|Author: ||Alasdair Taylor |
|Updated: ||4 January 2021 |
|Length: ||7 pages |
|Notes: ||10 pages |
|Format: ||MS Word (.DOCX) |
Both the EU and UK GDPRs require that businesses and other data controllers provide information to data subjects (i.e. individuals) about the personal data that they collect and process. This template data protection notice, prepared with reference to both the statutory rules and the regulatory guidance from the EU and UK authorities, has been drafted to assist with these disclosure obligations
This data protection notice It comes in three versions, covering:
- individual customers and the personnel of corporate customers;
- freelance personnel; and
- the personnel of suppliers and services providers.
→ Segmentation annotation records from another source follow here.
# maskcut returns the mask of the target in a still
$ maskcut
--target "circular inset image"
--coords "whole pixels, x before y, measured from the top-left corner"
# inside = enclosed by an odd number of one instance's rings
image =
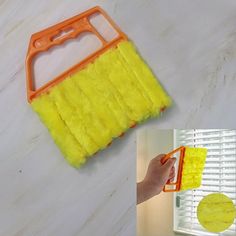
[[[197,207],[200,224],[214,233],[228,229],[234,222],[235,212],[233,201],[221,193],[207,195]]]

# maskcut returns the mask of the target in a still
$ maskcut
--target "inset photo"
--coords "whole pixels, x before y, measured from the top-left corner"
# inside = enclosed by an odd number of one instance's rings
[[[137,235],[235,232],[236,130],[138,130]]]

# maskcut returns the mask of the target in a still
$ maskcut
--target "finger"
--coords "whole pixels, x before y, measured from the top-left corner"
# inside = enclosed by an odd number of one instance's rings
[[[173,182],[173,181],[174,181],[174,179],[175,179],[175,178],[171,178],[171,179],[170,179],[170,182]]]
[[[152,161],[161,164],[162,158],[164,158],[166,155],[165,154],[159,154],[158,156],[154,157]]]
[[[170,158],[163,165],[163,168],[166,168],[166,170],[170,172],[171,168],[174,167],[175,162],[176,162],[176,158]]]
[[[169,174],[169,179],[175,177],[175,172]]]

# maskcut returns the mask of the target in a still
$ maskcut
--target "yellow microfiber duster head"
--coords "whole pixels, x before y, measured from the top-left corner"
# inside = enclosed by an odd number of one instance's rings
[[[197,207],[200,224],[208,231],[219,233],[228,229],[236,217],[233,201],[222,193],[205,196]]]
[[[185,148],[180,190],[199,188],[206,162],[206,148]]]
[[[177,153],[179,154],[177,178],[174,182],[167,182],[163,189],[164,192],[183,191],[201,186],[207,149],[182,146],[168,153],[162,159],[162,163]]]
[[[124,37],[117,40],[31,101],[75,167],[171,104],[134,45]]]

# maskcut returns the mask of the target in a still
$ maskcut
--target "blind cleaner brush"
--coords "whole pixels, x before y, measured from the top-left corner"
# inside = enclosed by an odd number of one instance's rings
[[[94,14],[104,16],[118,36],[107,41],[90,22]],[[69,33],[55,38],[68,29]],[[33,58],[84,32],[95,35],[101,48],[36,89]],[[26,77],[29,103],[74,167],[171,104],[133,43],[100,7],[33,34],[26,57]]]
[[[178,192],[199,188],[202,182],[207,156],[206,148],[181,146],[168,153],[161,162],[165,163],[169,158],[177,157],[177,176],[173,182],[168,181],[164,186],[164,192]]]

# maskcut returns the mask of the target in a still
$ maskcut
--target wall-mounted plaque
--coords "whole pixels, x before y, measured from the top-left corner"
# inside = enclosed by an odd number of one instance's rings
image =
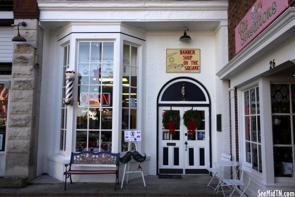
[[[167,49],[166,72],[200,73],[200,54],[199,49]]]

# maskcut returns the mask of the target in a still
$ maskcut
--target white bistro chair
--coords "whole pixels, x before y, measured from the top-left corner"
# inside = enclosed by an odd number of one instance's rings
[[[240,196],[239,196],[240,197],[246,197],[244,193],[250,184],[250,181],[251,181],[251,174],[252,173],[252,164],[249,164],[247,162],[243,162],[239,168],[240,172],[240,178],[239,180],[237,179],[237,178],[235,179],[223,179],[221,182],[221,188],[222,189],[223,196],[225,196],[224,195],[224,191],[223,191],[223,186],[232,186],[234,188],[234,190],[229,197],[231,197],[236,190],[240,194]],[[249,179],[247,181],[248,183],[246,183],[244,181],[243,181],[243,177],[244,177],[244,174],[246,173],[248,174],[248,175]],[[241,189],[239,189],[237,187],[238,186],[240,186],[240,188],[241,188]],[[246,187],[242,190],[242,188],[240,186]]]
[[[221,157],[220,158],[220,161],[229,162],[231,161],[231,158],[232,156],[230,155],[227,155],[224,153],[222,153]],[[213,164],[213,165],[214,166],[214,167],[208,167],[207,168],[207,170],[212,173],[212,178],[208,183],[208,185],[207,185],[207,187],[209,186],[214,189],[215,189],[215,188],[213,188],[213,187],[210,185],[210,183],[211,183],[211,182],[215,177],[216,177],[219,181],[220,181],[219,179],[220,178],[220,175],[221,174],[221,169],[220,168],[217,167],[215,164]]]

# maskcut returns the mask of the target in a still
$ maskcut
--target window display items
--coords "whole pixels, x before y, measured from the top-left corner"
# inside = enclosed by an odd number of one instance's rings
[[[65,70],[65,94],[63,103],[67,105],[73,104],[73,85],[75,79],[75,71],[72,68]]]

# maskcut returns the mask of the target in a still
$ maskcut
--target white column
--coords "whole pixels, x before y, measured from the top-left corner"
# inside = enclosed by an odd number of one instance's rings
[[[266,184],[274,184],[270,86],[267,78],[259,80],[262,170],[264,182]]]

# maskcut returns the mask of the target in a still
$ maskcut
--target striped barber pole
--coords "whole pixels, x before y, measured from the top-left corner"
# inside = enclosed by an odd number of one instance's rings
[[[73,104],[73,85],[74,84],[74,77],[65,77],[65,94],[63,99],[63,103],[66,105]]]

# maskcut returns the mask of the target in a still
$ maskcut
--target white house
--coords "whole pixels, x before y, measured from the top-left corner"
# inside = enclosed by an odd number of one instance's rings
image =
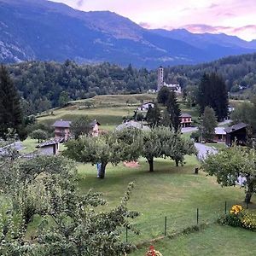
[[[59,153],[59,141],[52,140],[38,144],[36,148],[38,148],[38,154],[40,155],[54,155]]]
[[[148,102],[145,102],[143,103],[142,106],[137,108],[137,110],[139,111],[148,111],[149,108],[154,108],[154,103]]]

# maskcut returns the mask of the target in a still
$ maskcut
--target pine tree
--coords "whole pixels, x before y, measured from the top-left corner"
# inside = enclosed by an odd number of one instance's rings
[[[26,137],[20,96],[6,67],[1,65],[0,137],[7,139],[8,136],[14,136],[15,133],[19,135],[20,139]]]
[[[172,90],[167,101],[167,111],[171,118],[171,125],[175,132],[177,132],[180,126],[180,108],[177,103],[176,93]]]
[[[214,137],[214,129],[218,125],[215,112],[212,108],[207,107],[204,111],[201,132],[204,139],[212,141]]]
[[[207,106],[212,108],[218,120],[228,115],[228,91],[224,81],[217,73],[204,74],[198,87],[197,103],[201,113]]]
[[[154,108],[149,106],[146,114],[146,120],[151,127],[158,126],[160,121],[160,110],[156,103],[154,104]]]

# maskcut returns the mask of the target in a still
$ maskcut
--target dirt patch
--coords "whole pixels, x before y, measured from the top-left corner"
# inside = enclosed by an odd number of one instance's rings
[[[124,166],[129,168],[137,168],[140,166],[137,161],[131,161],[131,162],[125,161]]]

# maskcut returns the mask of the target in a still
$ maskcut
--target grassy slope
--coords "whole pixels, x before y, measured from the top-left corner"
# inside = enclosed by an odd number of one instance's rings
[[[79,187],[82,193],[92,189],[101,191],[109,201],[109,209],[118,205],[126,185],[134,181],[136,189],[129,203],[129,209],[142,213],[134,223],[141,230],[138,236],[129,232],[129,241],[139,242],[159,236],[164,231],[164,219],[167,216],[168,234],[196,224],[196,208],[200,209],[200,223],[212,223],[224,211],[224,201],[229,207],[242,203],[244,192],[238,188],[221,188],[214,177],[204,172],[193,174],[197,161],[187,157],[187,164],[175,167],[172,161],[158,159],[155,172],[148,172],[145,160],[141,166],[129,169],[122,164],[109,165],[104,180],[96,177],[96,166],[81,165],[79,167]]]
[[[148,245],[149,246],[149,245]],[[148,247],[135,251],[131,256],[144,255]],[[166,238],[154,244],[164,256],[168,255],[255,255],[255,233],[214,224],[197,233],[175,239]]]

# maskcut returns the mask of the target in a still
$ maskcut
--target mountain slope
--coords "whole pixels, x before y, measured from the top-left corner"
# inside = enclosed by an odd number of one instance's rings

The data protection notice lays out the different types of personal data that could be processed, and the legal bases of that proceeding. For example, processing may be based on consent, the performance of a contract, or legitimate interests. In this last case, the specific interests should be identified in the notice.
The persons to whom the data is disclosed should also be identified in the data protection notice, as should details of international transfers (outside the EEA/UK).
If data is collected from some person other than the data subject, then the method of data collection should be described in the data protection notice. In this case, the data controller must provide the notice to the data subject "within a reasonable period after obtaining the personal data, but at the latest within one month, having regard to the specific circumstances in which the personal data are processed" (Article 14(3), GDPR).
With reference to the "suppliers" version of this notice, relatively few businesses produce data protection information notices for supplier personnel. Nonetheless, businesses often act as data controllers with respect to the personal data of such personnel.